GENEVA — The World Trade Organization on Wednesday revised downward its forecast for growth in world merchandise trade volume this year to 2.8 percent from the 3.3 projected in April, influenced largely by falling import demand in China, Brazil and other emerging nations.
WTO trade economists also cut the trade growth forecast for 2016 to 3.9 percent from 4 percent projected earlier.
But analysts at the Geneva-based WTO also cautioned that “risks to the world economy are increasingly on the downside” and “these include sharper-than-expected slowdowns in emerging and developing economies.”
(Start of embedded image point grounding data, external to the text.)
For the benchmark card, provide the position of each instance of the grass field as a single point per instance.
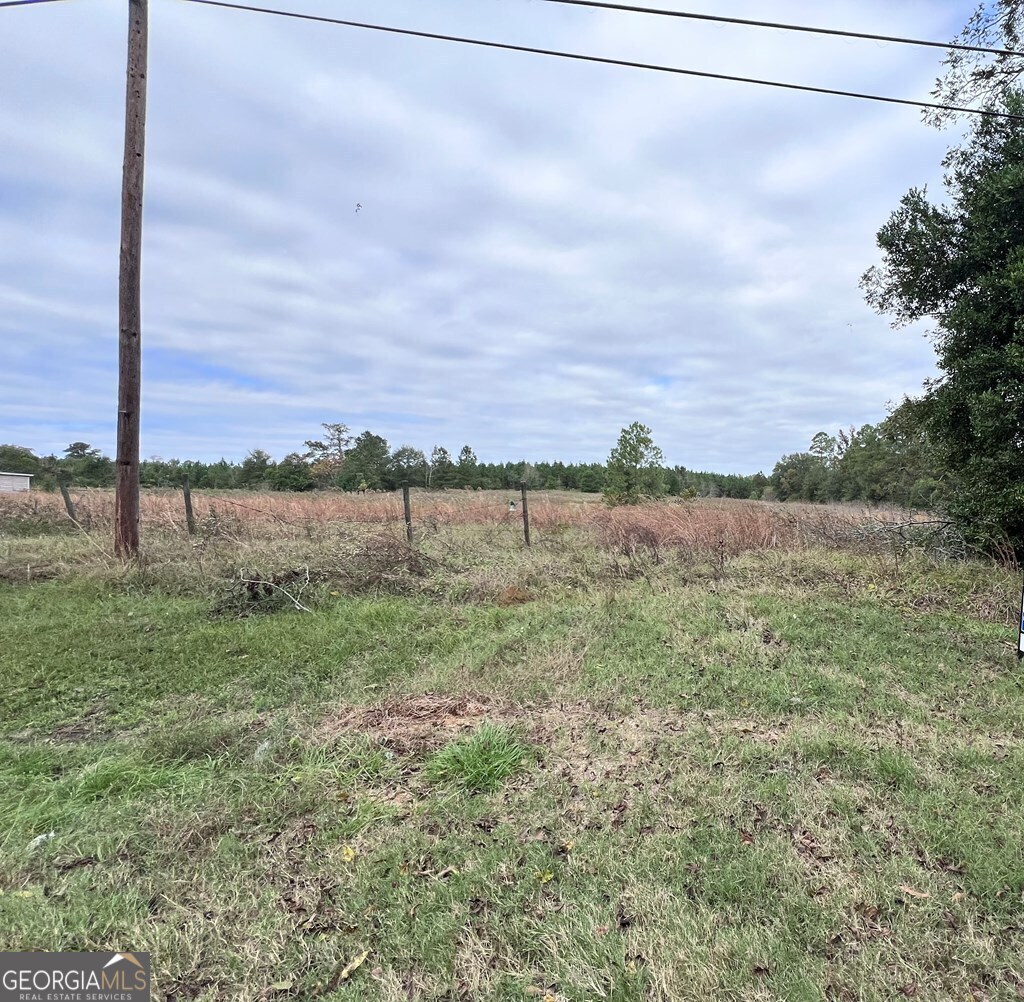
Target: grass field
(704, 751)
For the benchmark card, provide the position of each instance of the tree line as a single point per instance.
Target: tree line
(871, 464)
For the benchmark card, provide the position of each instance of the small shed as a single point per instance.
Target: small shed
(14, 482)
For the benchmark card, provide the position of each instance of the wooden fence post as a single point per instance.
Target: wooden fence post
(525, 512)
(189, 517)
(409, 512)
(69, 507)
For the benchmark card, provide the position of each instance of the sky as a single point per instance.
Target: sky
(546, 251)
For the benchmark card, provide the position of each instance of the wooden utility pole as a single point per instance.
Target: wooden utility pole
(126, 506)
(189, 515)
(409, 512)
(525, 512)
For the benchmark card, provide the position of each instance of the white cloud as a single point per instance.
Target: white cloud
(545, 252)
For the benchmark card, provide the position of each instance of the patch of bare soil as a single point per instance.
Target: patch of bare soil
(90, 725)
(416, 724)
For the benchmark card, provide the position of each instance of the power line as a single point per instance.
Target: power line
(678, 71)
(26, 3)
(600, 4)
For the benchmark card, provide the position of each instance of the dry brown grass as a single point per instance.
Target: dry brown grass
(704, 526)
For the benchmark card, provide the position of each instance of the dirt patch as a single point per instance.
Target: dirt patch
(87, 727)
(415, 724)
(29, 573)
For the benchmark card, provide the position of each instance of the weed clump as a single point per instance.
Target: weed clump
(480, 761)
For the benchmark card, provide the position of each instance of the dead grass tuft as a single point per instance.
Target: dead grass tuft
(415, 724)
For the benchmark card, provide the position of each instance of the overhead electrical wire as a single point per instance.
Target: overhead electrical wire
(604, 60)
(26, 3)
(779, 26)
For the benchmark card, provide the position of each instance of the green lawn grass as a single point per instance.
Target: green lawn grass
(798, 777)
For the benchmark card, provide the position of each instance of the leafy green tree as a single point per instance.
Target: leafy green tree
(367, 463)
(634, 468)
(962, 265)
(408, 463)
(255, 470)
(292, 473)
(86, 466)
(466, 469)
(440, 472)
(327, 454)
(17, 459)
(972, 77)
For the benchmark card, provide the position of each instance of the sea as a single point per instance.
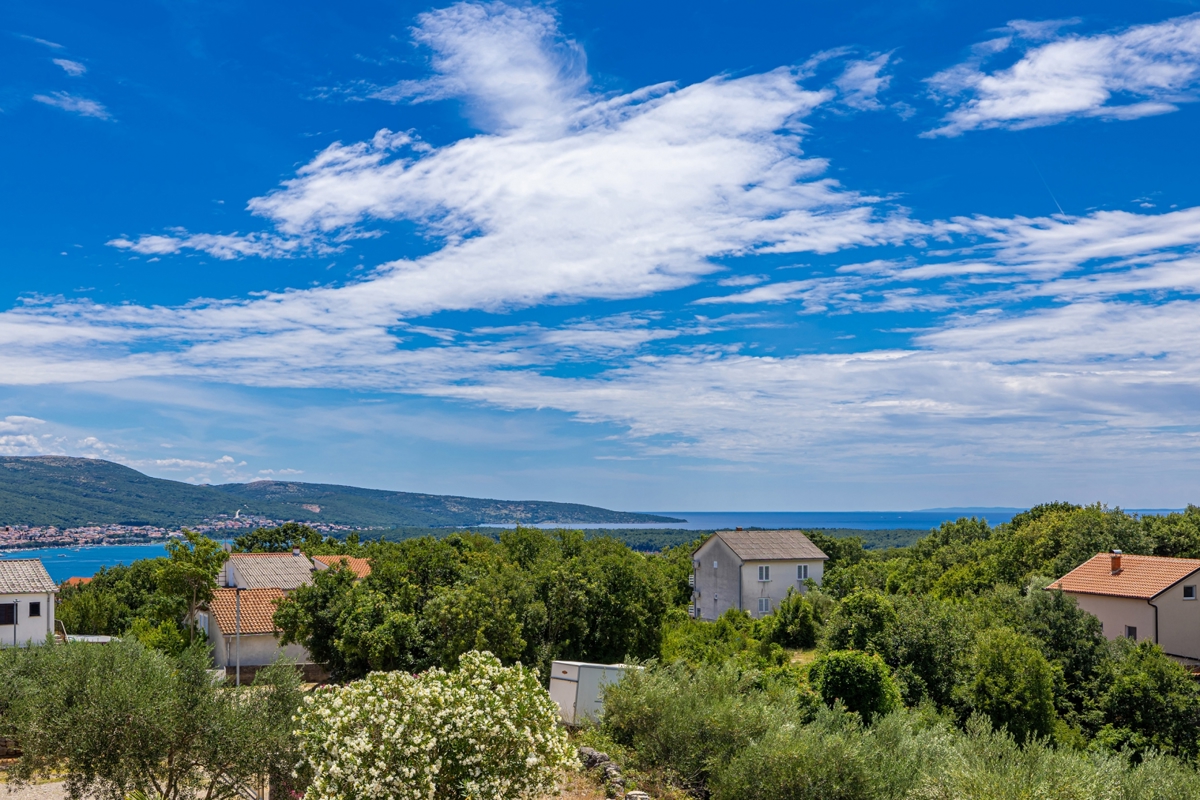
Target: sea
(65, 563)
The agency said trade growth “remains uneven” across countries and regions, and noted that Europe reported the fastest year-on-year export growth in the second quarter at 2.7 percent, followed by North America with 2.1 percent, while Asia lagged with a gain of 0.6 percent, and South and Central America with 0.4 percent.
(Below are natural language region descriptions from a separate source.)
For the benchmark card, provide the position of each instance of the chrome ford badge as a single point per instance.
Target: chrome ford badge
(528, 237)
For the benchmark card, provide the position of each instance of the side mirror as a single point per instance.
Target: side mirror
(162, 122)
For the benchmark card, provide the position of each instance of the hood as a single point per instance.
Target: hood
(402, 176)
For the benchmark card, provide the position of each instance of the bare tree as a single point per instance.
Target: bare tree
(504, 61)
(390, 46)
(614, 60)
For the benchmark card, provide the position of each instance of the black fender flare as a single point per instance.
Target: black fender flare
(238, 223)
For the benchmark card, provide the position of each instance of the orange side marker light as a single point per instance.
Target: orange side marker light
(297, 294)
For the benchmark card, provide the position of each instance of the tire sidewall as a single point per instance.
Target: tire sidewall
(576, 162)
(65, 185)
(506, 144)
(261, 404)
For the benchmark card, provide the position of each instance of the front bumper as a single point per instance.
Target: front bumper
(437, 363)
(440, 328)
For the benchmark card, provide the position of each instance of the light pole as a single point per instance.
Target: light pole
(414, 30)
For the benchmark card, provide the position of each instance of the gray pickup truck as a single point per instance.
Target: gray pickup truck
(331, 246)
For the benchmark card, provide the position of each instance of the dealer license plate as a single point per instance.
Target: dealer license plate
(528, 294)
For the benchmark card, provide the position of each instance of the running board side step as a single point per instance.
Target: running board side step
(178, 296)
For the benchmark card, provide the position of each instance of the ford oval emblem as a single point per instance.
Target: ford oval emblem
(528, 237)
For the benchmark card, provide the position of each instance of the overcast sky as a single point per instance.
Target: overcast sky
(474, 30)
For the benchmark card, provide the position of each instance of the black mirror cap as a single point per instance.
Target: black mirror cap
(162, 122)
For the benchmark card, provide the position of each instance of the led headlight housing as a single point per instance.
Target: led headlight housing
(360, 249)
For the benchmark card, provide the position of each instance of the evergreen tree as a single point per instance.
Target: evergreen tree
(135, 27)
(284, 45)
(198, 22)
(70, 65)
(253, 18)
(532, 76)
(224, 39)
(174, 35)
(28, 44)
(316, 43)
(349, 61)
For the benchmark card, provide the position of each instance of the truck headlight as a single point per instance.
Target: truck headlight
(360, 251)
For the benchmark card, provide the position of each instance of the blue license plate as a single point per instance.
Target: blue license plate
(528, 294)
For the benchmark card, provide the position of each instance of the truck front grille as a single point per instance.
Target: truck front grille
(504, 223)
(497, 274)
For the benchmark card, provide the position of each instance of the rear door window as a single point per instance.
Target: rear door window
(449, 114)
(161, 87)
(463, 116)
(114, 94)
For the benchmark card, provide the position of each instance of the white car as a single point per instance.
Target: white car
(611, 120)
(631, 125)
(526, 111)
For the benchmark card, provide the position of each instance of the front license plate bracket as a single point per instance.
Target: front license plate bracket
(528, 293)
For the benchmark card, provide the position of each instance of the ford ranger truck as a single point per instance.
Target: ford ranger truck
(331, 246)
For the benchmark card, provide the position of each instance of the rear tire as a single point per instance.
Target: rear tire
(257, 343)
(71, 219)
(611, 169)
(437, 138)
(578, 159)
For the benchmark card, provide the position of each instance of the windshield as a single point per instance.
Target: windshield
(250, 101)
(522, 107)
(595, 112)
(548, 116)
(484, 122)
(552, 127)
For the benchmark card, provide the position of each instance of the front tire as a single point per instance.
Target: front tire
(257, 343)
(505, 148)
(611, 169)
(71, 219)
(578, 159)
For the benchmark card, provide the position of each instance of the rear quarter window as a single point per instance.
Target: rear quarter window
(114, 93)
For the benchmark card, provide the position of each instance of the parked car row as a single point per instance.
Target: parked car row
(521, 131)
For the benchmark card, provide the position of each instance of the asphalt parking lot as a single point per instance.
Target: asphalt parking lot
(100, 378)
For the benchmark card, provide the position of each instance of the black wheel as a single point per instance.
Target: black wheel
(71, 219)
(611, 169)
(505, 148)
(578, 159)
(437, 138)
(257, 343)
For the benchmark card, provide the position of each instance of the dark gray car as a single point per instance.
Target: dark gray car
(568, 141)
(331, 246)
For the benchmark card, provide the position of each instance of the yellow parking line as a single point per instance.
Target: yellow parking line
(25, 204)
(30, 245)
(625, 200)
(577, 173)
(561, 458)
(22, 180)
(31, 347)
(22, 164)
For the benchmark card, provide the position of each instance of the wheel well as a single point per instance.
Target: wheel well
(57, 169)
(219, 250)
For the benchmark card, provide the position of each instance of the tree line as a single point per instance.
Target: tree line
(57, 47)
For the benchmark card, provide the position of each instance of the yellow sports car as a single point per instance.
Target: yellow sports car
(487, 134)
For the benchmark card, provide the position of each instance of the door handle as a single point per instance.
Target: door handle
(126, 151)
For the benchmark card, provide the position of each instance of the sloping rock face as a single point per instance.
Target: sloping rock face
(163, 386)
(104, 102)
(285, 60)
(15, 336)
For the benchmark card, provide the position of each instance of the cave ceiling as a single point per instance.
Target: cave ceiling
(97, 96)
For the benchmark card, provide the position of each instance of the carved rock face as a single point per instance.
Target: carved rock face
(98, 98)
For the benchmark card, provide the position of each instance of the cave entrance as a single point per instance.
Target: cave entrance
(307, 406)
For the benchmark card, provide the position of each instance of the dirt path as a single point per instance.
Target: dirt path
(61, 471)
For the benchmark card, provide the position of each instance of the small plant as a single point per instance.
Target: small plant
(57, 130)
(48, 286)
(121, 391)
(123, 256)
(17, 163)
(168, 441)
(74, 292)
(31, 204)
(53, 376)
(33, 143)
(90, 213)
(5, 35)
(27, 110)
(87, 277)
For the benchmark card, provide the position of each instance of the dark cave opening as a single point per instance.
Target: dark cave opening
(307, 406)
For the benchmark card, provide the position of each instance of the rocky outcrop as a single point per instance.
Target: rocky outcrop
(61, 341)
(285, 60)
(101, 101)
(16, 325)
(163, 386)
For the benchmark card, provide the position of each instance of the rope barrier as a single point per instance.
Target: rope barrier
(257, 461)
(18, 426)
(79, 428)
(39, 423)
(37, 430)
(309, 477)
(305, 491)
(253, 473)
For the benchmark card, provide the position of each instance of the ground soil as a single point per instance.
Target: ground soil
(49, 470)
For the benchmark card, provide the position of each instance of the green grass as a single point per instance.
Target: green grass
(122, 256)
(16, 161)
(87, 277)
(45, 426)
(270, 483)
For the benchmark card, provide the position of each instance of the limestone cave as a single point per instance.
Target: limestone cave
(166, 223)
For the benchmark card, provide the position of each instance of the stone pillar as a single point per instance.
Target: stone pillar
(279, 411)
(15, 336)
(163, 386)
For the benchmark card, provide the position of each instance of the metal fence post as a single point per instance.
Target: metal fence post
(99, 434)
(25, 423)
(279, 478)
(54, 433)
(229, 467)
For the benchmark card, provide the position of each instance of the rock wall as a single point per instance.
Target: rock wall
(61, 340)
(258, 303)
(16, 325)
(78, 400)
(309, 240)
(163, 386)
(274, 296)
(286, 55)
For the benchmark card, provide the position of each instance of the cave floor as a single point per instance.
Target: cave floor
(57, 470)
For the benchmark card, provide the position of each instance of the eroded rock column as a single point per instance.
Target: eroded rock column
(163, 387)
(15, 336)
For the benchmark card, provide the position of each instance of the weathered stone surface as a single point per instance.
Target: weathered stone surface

As a result, the WTO now expects export shipments from developed nations to expand 3 percent, down from 3.2 percent forecast earlier, and 3.9 in 2016, also down from 4.4 percent anticipated in April. Similarly, it estimates exports from developing economies to grow just 2.4 percent this year, down from 3.6 percent forecast earlier, and to post an increase of only 3.8 percent next year, down from the initial forecast of 4.1 percent.
The biggest downward revision to the export outlook for 2015, the WTO said, was applied to Asia.
“Our estimate was lowered to 3.1 percent from 5 percent in April,” analysts said.
However, on import growth the downward revision to Asia was even deeper, to 5.1 percent from 2.6 percent, partly due to falls in Chinese imports that were down 2.2 percent year-on-year in the second quarter.
According to preliminary WTO figures for textile imports in value and quantity terms for China for the first eight months of the year, some categories such as volume of cotton shipments were down 14 percent, but on average textile imports declined 8 percent.
The agency also drastically revised downward imports for South and Central America, in large part over the adverse economic situation in Brazil, and now expects them to contract 5.6 percent from the 0.5 percent decline previously projected.
Reflecting the economic recovery in the U.S. and Europe, the volume of imports to North America have been revised upward to 6.4 percent for this year from 4.9 percent earlier, and to 3.2 percent from 2.7 percent for Europe.
For all developed economies, imports have been revised slightly down to 3.1 percent from 3.2 percent, outperforming the 2.5 percent now anticipated for developing economies, down from 3.7 percent earlier.